Tuesday, March 20, 2018 - 3:00pm to Wednesday, March 21, 2018 - 3:55pm

Event Calendar Category

LIDS Seminar Series

Speaker Name

Lizhong Zheng

Affiliation

MIT

Building and Room Number

32-141

Abstract

In this talk, we formulate a new problem called the "universal feature selection" problem, where we need to select from the high dimensional data a low dimensional feature that can be used to solve, not one, but a family of inference problems. We solve this problem by developing a new information metric that can be used to quantify the semantics of data, and by using a geometric analysis approach. We then show that a number of concepts in information theory and statistics such as the HGR correlation and common information are closely connected to the universal feature selection problem. At the same time, a number of learning algorithms, PCA, Compressed Sensing, FM, deep neural networks, etc., can also be interpreted as implicitly or explicitly solving the same problem, with various forms of constraints.

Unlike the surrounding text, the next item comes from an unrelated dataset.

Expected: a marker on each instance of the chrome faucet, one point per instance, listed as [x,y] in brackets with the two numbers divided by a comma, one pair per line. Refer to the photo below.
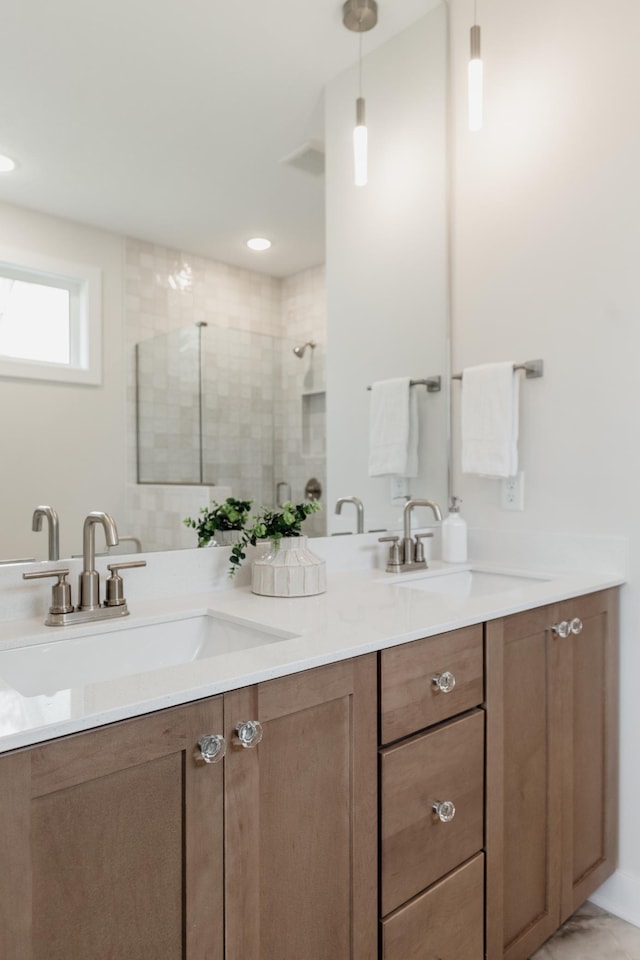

In particular, we show that based on our approach, we can give an analytical expression to the weights computed in deep neural networks. This gives us the option of either to compute these weights with a separate routine different from the standard training procedure of neural networks or to use the computation results of a neural network for other problems. We will show some experimental results where our theory can help us to design and use neural networks in more flexible and more rational ways.

Biography

Lizhong Zheng received the B.S and M.S. degrees, in 1994 and 1997 respectively, from the Department of Electronic Engineering, Tsinghua University, China, and the Ph.D. degree, in 2002, from the Department of Electrical Engineering and Computer Sciences, University of California, Berkeley. Since 2002, he has been working at MIT, where he is currently a professor of Electrical Engineering. His research interests include information theory, statistical inference, communications, and networks theory. He received Eli Jury award from UC Berkeley in 2002, IEEE Information Theory Society Paper Award in 2003, and NSF CAREER award in 2004, and the AFOSR Young Investigator Award in 2007. He served as an associate editor for IEEE Transactions on Information Theory, and the general co-chair for the IEEE International Symposium on Information Theory in 2012. He is an IEEE fellow.